Production Model	MAE (×10−4)	MAPE (%)	RMSE (×10−4)
Linear regression	83.43	18.16	96.67
Polynomials of order 2	43.32	10.13	53.09
Decision tree regression	131.54	28.52	151.26
SVR regression	208.10	46.63	221.09
Ridge regression	83.67	18.22	96.90
GM (1,1)	24.25	10.88	30.01
PGM (1,1)	24.41	9.51	36.06
WPGM (1,1)	23.36	9.48	33.88
SGM (1,1)	15.61	4.09	16.65
SPGM (1,1)	15.61	4.09	16.65
SWPGM (1,1)	12.32	3.24	13.59
SGMNN	3.25	0.89	4.98
Neural Network	16.22	4.17	19.28

.

In the comparative experiments, linear regression model, SVM regression model, decision tree regression model and neural network model are applied to predict the drift rate of the inertial platform. These models apply 20 drift rate data for training and predicted five data.

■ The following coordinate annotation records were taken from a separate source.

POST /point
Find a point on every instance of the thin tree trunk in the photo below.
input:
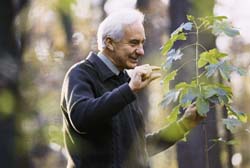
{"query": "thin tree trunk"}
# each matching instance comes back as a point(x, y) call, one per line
point(192, 154)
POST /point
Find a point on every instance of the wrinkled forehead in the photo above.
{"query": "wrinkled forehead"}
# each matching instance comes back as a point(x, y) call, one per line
point(134, 30)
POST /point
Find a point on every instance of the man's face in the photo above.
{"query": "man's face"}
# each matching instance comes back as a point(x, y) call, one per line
point(129, 49)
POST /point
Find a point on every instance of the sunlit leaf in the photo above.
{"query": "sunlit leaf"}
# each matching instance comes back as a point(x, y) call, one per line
point(188, 95)
point(170, 97)
point(172, 55)
point(221, 140)
point(212, 57)
point(190, 18)
point(232, 124)
point(173, 115)
point(238, 114)
point(168, 78)
point(224, 27)
point(167, 46)
point(224, 68)
point(202, 106)
point(188, 26)
point(208, 21)
point(173, 38)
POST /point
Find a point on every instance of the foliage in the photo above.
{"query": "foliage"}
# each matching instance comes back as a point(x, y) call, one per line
point(207, 64)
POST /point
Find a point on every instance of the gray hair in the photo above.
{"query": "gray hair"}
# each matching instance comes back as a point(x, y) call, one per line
point(112, 26)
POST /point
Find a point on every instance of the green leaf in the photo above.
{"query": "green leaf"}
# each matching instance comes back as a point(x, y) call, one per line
point(167, 46)
point(173, 115)
point(176, 35)
point(221, 140)
point(168, 78)
point(202, 106)
point(188, 95)
point(190, 18)
point(239, 71)
point(232, 124)
point(238, 114)
point(224, 69)
point(172, 55)
point(171, 96)
point(224, 27)
point(208, 21)
point(212, 57)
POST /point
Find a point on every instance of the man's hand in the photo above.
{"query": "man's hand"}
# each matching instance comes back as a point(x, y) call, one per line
point(191, 118)
point(142, 75)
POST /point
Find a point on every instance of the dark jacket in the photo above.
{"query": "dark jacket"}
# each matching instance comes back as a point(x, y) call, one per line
point(103, 125)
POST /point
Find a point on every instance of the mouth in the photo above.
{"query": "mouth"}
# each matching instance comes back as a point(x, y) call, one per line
point(134, 59)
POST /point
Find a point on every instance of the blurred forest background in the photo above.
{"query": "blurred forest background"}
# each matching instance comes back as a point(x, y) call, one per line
point(41, 39)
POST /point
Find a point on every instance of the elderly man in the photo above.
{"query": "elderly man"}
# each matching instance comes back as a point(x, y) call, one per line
point(103, 124)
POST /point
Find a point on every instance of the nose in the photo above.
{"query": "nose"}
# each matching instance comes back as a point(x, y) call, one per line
point(140, 51)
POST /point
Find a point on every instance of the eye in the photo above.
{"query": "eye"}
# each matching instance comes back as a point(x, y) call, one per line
point(134, 42)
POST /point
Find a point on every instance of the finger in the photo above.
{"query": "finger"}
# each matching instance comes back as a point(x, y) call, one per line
point(155, 76)
point(155, 68)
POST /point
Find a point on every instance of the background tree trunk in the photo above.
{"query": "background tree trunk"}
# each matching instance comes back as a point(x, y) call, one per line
point(192, 153)
point(11, 145)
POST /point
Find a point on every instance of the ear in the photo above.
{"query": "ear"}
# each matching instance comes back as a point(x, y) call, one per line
point(109, 43)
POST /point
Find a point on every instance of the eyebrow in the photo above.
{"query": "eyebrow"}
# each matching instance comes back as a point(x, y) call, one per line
point(137, 41)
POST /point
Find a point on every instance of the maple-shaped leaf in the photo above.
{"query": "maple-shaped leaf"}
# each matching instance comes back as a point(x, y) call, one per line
point(238, 114)
point(202, 106)
point(168, 78)
point(173, 116)
point(212, 57)
point(224, 27)
point(172, 55)
point(224, 68)
point(169, 44)
point(170, 97)
point(232, 124)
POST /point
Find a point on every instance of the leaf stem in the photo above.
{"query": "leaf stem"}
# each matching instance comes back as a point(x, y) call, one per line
point(197, 54)
point(206, 146)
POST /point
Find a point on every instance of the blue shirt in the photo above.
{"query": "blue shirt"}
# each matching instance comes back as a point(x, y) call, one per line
point(103, 124)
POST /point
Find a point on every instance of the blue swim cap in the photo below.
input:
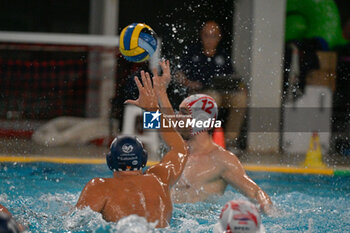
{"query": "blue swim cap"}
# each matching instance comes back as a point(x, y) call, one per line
point(126, 154)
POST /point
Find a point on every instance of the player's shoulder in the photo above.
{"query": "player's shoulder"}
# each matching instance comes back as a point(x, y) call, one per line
point(224, 155)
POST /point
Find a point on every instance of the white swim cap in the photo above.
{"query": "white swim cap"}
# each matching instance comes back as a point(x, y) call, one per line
point(202, 108)
point(239, 217)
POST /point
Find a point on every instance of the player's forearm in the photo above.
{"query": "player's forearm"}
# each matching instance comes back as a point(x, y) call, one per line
point(164, 103)
point(171, 137)
point(263, 199)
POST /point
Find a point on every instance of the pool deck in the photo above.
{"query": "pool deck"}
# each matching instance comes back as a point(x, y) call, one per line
point(23, 151)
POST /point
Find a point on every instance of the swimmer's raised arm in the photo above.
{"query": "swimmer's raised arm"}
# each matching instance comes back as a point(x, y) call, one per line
point(173, 163)
point(91, 195)
point(161, 85)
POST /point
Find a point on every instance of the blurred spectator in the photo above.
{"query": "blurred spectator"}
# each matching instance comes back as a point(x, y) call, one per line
point(207, 69)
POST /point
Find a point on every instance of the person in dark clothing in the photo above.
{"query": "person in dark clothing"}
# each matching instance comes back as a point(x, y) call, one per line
point(207, 68)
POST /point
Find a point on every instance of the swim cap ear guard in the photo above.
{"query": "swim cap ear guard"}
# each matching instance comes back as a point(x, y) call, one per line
point(202, 108)
point(126, 154)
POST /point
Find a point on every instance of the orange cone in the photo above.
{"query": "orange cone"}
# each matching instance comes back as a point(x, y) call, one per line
point(219, 137)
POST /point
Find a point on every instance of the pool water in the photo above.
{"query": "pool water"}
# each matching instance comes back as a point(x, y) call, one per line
point(42, 195)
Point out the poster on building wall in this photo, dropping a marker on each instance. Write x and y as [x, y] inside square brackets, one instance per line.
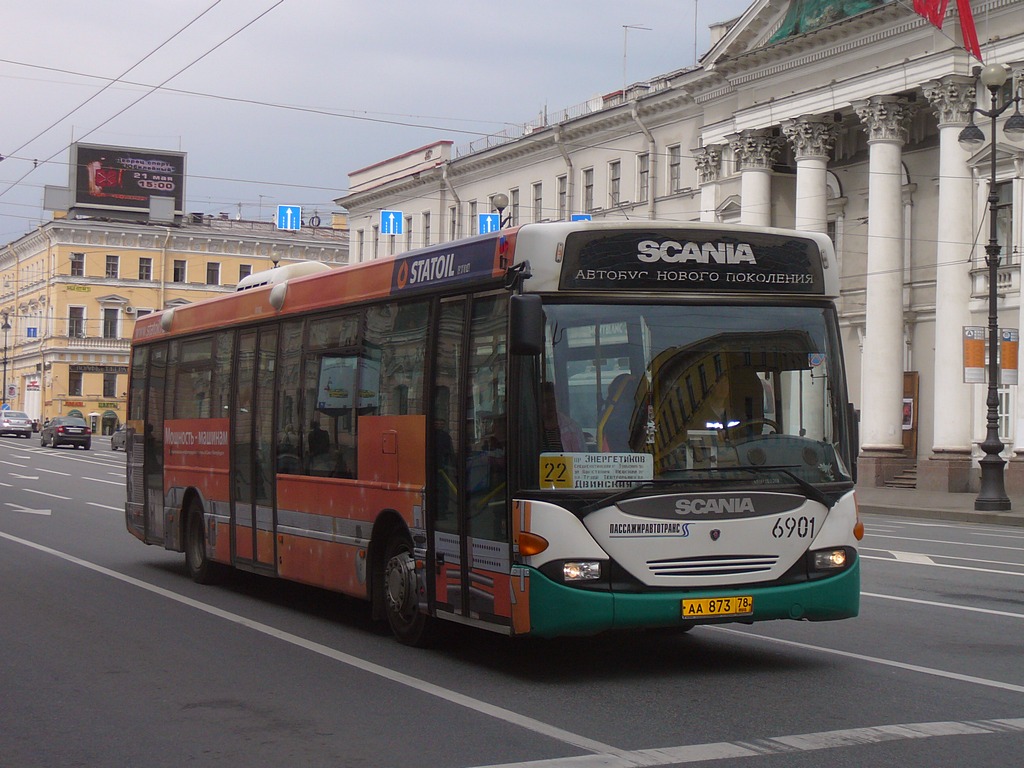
[124, 178]
[974, 354]
[1009, 347]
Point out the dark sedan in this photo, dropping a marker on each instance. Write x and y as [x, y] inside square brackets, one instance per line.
[66, 430]
[15, 423]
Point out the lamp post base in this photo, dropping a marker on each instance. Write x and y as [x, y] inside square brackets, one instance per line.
[992, 497]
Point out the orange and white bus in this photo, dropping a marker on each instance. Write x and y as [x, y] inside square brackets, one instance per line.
[560, 428]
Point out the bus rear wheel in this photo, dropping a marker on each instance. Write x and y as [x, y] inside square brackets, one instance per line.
[201, 567]
[409, 625]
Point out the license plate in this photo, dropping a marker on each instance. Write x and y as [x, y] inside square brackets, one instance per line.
[736, 605]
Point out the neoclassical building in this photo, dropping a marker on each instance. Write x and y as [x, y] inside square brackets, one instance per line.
[72, 290]
[840, 117]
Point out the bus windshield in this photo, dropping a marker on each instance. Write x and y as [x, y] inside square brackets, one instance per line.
[632, 393]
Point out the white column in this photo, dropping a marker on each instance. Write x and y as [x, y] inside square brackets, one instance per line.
[886, 120]
[709, 163]
[755, 151]
[951, 97]
[812, 140]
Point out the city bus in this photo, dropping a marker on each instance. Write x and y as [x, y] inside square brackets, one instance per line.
[555, 429]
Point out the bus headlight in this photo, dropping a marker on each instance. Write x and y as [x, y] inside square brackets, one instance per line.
[829, 559]
[588, 570]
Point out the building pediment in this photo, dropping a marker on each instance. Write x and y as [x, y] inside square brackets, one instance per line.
[780, 28]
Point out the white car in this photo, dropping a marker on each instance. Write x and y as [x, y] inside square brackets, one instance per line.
[16, 423]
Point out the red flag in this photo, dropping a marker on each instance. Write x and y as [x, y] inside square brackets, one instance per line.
[935, 11]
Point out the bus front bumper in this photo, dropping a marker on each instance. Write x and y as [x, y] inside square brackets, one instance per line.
[556, 609]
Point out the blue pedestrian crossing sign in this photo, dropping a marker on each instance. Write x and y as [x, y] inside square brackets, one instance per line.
[392, 222]
[488, 222]
[290, 217]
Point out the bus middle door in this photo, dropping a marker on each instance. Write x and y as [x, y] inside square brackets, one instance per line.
[252, 441]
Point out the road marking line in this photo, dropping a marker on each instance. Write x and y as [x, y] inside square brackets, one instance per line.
[883, 662]
[937, 604]
[605, 756]
[911, 557]
[43, 493]
[943, 565]
[105, 506]
[423, 686]
[946, 542]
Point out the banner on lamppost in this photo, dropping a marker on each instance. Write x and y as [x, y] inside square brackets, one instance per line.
[974, 354]
[1009, 348]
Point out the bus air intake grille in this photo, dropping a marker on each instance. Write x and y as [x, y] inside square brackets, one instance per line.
[713, 565]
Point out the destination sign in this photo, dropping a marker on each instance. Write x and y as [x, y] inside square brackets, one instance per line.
[698, 260]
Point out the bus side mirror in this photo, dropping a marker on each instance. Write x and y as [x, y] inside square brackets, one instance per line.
[525, 325]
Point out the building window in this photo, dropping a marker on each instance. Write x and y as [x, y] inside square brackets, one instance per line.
[643, 176]
[110, 324]
[675, 160]
[76, 322]
[614, 183]
[514, 207]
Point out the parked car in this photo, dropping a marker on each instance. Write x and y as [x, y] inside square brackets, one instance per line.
[119, 438]
[16, 423]
[67, 430]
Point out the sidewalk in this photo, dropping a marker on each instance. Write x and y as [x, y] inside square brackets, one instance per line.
[935, 506]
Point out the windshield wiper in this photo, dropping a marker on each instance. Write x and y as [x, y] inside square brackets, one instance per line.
[811, 491]
[627, 493]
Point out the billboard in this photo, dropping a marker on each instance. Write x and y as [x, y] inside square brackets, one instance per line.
[123, 178]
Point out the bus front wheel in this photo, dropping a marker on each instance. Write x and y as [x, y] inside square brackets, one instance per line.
[409, 625]
[201, 567]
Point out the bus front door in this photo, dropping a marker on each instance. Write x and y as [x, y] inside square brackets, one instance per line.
[253, 505]
[470, 529]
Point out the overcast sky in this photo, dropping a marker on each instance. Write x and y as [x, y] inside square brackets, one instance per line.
[275, 101]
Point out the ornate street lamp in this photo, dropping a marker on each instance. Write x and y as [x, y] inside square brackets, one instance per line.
[501, 202]
[5, 327]
[992, 496]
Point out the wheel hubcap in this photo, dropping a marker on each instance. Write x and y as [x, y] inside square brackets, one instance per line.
[399, 581]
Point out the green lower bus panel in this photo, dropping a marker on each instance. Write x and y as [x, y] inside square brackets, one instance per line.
[556, 609]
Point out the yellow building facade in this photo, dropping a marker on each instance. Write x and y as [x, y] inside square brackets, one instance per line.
[72, 290]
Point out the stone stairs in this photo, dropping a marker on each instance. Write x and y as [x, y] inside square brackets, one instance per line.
[905, 479]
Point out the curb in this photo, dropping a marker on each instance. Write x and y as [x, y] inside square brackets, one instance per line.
[956, 515]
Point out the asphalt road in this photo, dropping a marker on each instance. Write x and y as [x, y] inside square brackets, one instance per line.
[112, 656]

According to the errors of prediction results shown in Table 9, the prediction accuracy of the SGMNN model is better than that of the small sample prediction models and the improved GM(1,1) models.

3.4. Discussion

According to the results of error analysis, the prediction accuracy of the GM(1,1) model and the improved GM(1,1) model is better than that of regression models. Adding different sliding windows can improve the prediction accuracy of the grey models. In the prediction of inertial platform drift rate, compared with traditional prediction models and improved GM(1,1) models, the SGMNN model has the highest prediction accuracy.

4. Conclusions

The purpose of this paper is to enhance the accuracy and robustness of prediction by combining grey model and neural network based on small sample data. This is the first known application of combing improved GM(1,1) models, sliding windows and neural network. Results of the experiments indicate that the SGMNN model can improve the small sample prediction accuracy compared with that of traditional prediction methods. Compared with the prediction accuracy of linear regression models, the prediction accuracy of SGMNN model reduces MAE by 80.18 × 10⁻⁴, MAPE by 17.27% and RMSE by 91.69 × 10⁻⁴. Compared with the prediction accuracy of a neural network prediction model, the prediction accuracy of SGMNN model reduces MAE by 12.97 × 10⁻⁴, MAPE by 3.28% and RMSE by 14.3 × 10⁻⁴.

The SGMNN model proposed in this paper can improve the accuracy of drift rate prediction of inertial platform, which can effectively solve the problem of reliability and performance prediction of inertial platform. Furthermore, the SGMNN model can be applied to solve other similar small sample prediction problems.